The “Right to Try” bill would allow terminally ill patients to try potentially life-saving drugs unregulated by the FDA. The drugs would have to be administered by a doctor. Both of these bills passed through the California Congress, but only one made it off Gov. Brown’s desk.
The “Right to Die” bill has been signed into law, while the “Right to Try” bill was vetoed. There are many reasons to support the “Right to Die” bill, however as a supporter of both bills, I can’t ignore the blatant hypocrisy in having one bill without the other.
Why is a patient being handed the kill switch but not the opportunity to try to save their lives? The logic is a bit askew.

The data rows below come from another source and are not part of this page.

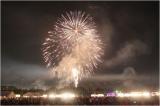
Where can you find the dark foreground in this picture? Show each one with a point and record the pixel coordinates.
(81, 101)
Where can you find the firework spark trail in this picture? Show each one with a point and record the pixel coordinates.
(73, 48)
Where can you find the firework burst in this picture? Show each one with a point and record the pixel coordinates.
(73, 48)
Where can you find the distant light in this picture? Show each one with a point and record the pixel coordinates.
(135, 94)
(112, 94)
(67, 95)
(120, 94)
(25, 96)
(44, 96)
(97, 95)
(17, 95)
(146, 94)
(93, 95)
(52, 96)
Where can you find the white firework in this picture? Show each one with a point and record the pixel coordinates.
(73, 48)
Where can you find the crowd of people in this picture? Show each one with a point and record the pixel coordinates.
(80, 101)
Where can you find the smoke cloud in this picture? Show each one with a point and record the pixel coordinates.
(128, 52)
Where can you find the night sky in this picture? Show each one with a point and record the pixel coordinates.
(129, 30)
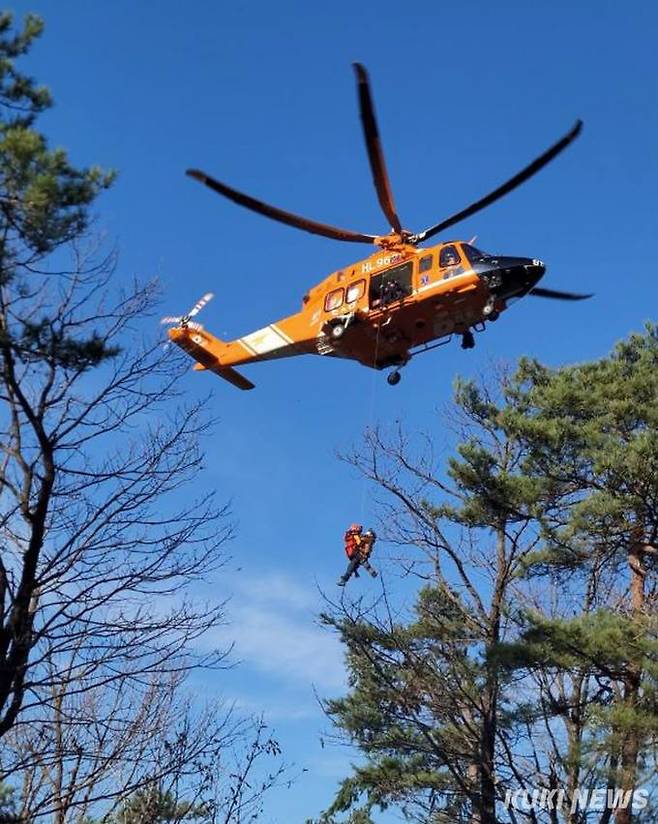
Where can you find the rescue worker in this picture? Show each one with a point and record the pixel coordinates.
(358, 546)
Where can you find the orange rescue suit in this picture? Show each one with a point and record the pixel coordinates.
(353, 543)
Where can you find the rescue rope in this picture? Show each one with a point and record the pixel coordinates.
(373, 393)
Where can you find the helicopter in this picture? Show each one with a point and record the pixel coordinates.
(400, 301)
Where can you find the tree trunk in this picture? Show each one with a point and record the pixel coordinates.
(630, 747)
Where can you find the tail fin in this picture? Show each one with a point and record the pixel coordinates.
(199, 344)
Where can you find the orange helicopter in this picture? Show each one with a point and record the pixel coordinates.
(391, 306)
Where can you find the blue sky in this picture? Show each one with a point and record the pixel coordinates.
(262, 96)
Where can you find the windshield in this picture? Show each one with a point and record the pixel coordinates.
(474, 255)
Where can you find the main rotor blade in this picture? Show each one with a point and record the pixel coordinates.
(506, 187)
(279, 214)
(540, 292)
(375, 151)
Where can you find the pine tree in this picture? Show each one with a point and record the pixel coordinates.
(44, 205)
(592, 430)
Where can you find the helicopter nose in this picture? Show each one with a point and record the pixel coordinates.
(510, 277)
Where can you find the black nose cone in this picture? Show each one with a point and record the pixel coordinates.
(509, 277)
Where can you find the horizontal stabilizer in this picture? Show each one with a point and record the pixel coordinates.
(229, 374)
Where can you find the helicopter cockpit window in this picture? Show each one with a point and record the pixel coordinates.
(391, 286)
(333, 300)
(425, 263)
(474, 255)
(355, 291)
(449, 257)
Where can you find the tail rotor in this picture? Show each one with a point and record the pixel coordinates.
(185, 321)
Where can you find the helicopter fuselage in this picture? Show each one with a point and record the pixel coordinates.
(382, 310)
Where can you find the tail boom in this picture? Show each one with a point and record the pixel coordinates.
(205, 349)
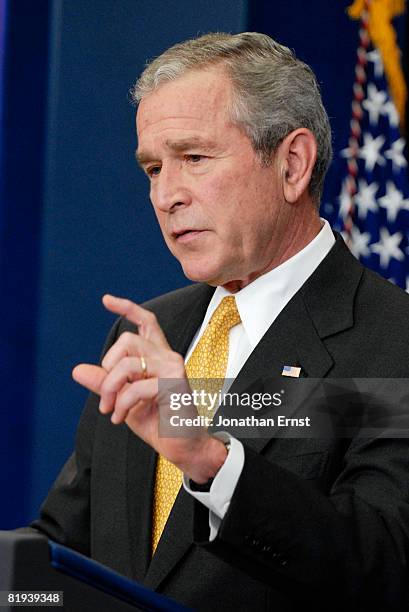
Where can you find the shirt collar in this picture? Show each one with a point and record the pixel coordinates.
(268, 294)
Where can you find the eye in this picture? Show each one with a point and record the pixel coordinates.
(194, 159)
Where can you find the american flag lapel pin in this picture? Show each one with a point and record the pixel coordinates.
(292, 371)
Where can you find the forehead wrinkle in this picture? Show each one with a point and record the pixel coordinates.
(179, 145)
(187, 143)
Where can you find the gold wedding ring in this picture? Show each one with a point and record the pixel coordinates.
(143, 367)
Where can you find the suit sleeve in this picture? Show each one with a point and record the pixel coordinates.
(65, 513)
(347, 546)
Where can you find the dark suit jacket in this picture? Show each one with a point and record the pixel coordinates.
(322, 522)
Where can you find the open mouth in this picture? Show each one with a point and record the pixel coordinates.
(186, 235)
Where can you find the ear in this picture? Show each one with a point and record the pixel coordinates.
(297, 155)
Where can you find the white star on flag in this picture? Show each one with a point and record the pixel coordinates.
(370, 152)
(393, 201)
(375, 57)
(390, 110)
(395, 154)
(359, 243)
(365, 198)
(388, 247)
(375, 103)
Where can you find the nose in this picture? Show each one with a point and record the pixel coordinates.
(169, 190)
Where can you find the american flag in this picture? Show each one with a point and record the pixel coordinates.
(370, 206)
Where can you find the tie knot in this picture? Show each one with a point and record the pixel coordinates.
(226, 314)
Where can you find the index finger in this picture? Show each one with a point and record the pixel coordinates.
(146, 321)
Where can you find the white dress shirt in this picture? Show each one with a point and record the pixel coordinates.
(259, 304)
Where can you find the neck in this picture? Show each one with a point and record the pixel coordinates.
(294, 243)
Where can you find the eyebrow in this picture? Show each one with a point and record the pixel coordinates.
(178, 146)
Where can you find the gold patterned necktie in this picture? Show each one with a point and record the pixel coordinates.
(207, 361)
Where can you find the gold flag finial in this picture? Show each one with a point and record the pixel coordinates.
(383, 36)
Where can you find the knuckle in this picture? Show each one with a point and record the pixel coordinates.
(126, 338)
(151, 317)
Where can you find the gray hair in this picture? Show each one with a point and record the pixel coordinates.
(274, 93)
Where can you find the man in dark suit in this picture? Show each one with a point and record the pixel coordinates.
(236, 143)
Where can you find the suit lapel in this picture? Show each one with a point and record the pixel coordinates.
(297, 336)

One possible explanation is the booming business the pharmaceutical industry has become. According to Statista, the total nominal spending on medicine in the United States in 2014 was $374 Billion. This number has nearly doubled in the last 12 years: in 2002, the total nominal spending in the U.S. was $195 Billion. Are there simply more sick people? No. Pharmacies have become profit centers. Every ailment is now met with a prescription, whether the patient needs it or not. So why would this big business be against “right to try”?
Simply put, if the drugs are not regulated by the FDA, they are unlikely to be developed by any of the industry’s main contenders, thus being bad for profits. Why should the drug industry spend money looking for a cure when they can keep pushing the ever-expensive treatments, such as chemotherapy (which only has a 2.1 percent success rate), and now a predictably expensive suicide drug?
It’s reasonable to support the“Right to Die” bill. Many terminal illnesses degenerate the body in a rapid and painful manner. If there is no other choice, a patient with their conscious still about them should have the right to make that call.
The stress on family members watching their loved one slowly devolve, the cost of life support and constant hospitalization and the sheer pain the patient is going through are all reasons why this option should be available.
I speak from experience; my great grandmother is extremely ill. She was prescribed a blood thinner for a minor problem, however, the doctors didn’t adjust the dosage as she lost weight. Due to this her blood was so thin a minor fall seriously hospitalized her.
It has been an uphill battle from there, she has been suffering from internal bleeding to the point where she is on so many pain medications that she has basically become a vegetable. The doctors claim that she is so frail that there is nothing they can do for the fractures but give her more pain medications. At this point, they are just waiting for something worse to come along and end it. They haven’t officially said she has less than six months to live, but they might as well have.
This struggle of watching a loved one lose themselves to a one-sided battle is one of the worst feelings one can experience. We all love Nana and want to spend as much time with her as possible, but watching her slowly die is unbearable.
While the “Right to Die” bill is a step in the right direction, telling the terminally ill that their only choices are to suffer and die or die swiftly is not fair when there could be a hidden life saver. We should have both, not one or the other. The terminally ill should be given the opportunity to try when help is available, but make the decision for themselves when painful death is inevitable.